Amongst the widespread condemnation of Lord Mandelson’s proposals last week were a few glimmers of hope that current copyright law will be overhauled to make it more suitable for the digital age. This is long overdue, especially in areas such as format-shifting, as to keep the status quo would mean that it would remain technically illegal to copy material from a CD onto your MP3 player. Copying any content without permission and distributing it is illegal provided that it’s protected by copyright, and the vast majority of content available over the internet will be.
There’s a real tension here between the Digital Britain Report’s aim to make broadband access available to as much of the population as possible over the next few years and this new tougher approach as long as the music industry continues to rely on an old and potentially outdated business model. The argument’s been made many times that the current situation is a more technically-advanced repeat of the debate over hoe taping “killing music” in the 1980s, with many commentators claiming that it didn’t do so then and won’t now. That’s a little naïve, as we didn’t have the internet than and the ability to share files almost simultaneously across the globe, but this research seems to suggest that the comparative minority of filesharers (an estimated 7 million in the UK alone) may make up a sizable chunk of the industry’s income. Record companies could not afford to lose an estimated £200 million in a time when CD sales continue to fall.
There is always going to be debate of this kind, with even the artists holding wildly differing viewpoints (Lily Allen is a supporter of a harsher approach to online piracy, whereas Shakira believes it brings her closer to her fans) on what to do about the problem. At the end of the day, however, copyright is by far the Creative Industries’ most common asset as it allows them to control how their music is used and distributed as well as granting them the sole permission to make copies of their work. Campaigners such as the Pirate Party believe that this system should be done away with, but realistically it’s still the best way to encourage creativity even if it isn’t fit for the digital purpose.
The counterpoint to that argument is that if the Music Industry really embraced the online market and charged less as well as making more content available, then the problem wouldn’t be anywhere near as bad as it obviously is. There’s a fair amount of truth to that, as well as in the suggestion that there is a need for wholesale re-education of the public to show that you need to pay something for content which you download, even if it isn’t the current price.
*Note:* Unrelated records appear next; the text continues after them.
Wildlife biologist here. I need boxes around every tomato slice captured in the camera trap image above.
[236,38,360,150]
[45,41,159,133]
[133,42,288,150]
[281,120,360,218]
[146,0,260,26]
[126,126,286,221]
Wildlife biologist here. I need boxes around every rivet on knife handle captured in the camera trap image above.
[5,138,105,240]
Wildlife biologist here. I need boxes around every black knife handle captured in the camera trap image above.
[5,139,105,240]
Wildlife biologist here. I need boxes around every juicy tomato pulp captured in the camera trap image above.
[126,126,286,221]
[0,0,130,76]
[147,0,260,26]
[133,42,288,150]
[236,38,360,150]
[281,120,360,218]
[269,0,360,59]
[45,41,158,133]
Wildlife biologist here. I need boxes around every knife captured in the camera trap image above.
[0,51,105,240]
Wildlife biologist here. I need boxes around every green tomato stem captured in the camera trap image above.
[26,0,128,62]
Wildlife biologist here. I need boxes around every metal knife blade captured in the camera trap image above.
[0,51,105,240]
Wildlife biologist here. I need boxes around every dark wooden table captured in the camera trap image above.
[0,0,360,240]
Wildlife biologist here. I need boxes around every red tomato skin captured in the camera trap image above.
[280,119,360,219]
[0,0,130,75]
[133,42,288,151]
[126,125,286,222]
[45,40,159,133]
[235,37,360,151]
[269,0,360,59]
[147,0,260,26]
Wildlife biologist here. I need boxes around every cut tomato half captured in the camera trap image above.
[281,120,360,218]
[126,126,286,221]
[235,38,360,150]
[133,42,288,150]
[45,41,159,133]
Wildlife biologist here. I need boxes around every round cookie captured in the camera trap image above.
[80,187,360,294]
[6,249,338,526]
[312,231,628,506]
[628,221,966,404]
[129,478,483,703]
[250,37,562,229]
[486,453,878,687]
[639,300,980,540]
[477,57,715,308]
We should remember, however, that this research only polled 1000 people and that the majority would stop downloading if tougher measures were introduced. Until the Government and the Music Industry figures out how to exploit the huge audience for content distributed over the internet with legislation which makes it easy to do so, then things are going to get worse before they get better and it will only be after the Digital Economy Bill becomes law in April next year and the first Filesharers begin to be disconnected that the real battleground will begin to be drawn. The ultimate casualty may be some of music’s most ardent fans, who tend to use the web to discover new music. As long as they become willing to pay for that discovery then everything should eventually work itself out, but only then after a very public scrutiny over how the Music Industry makes its money.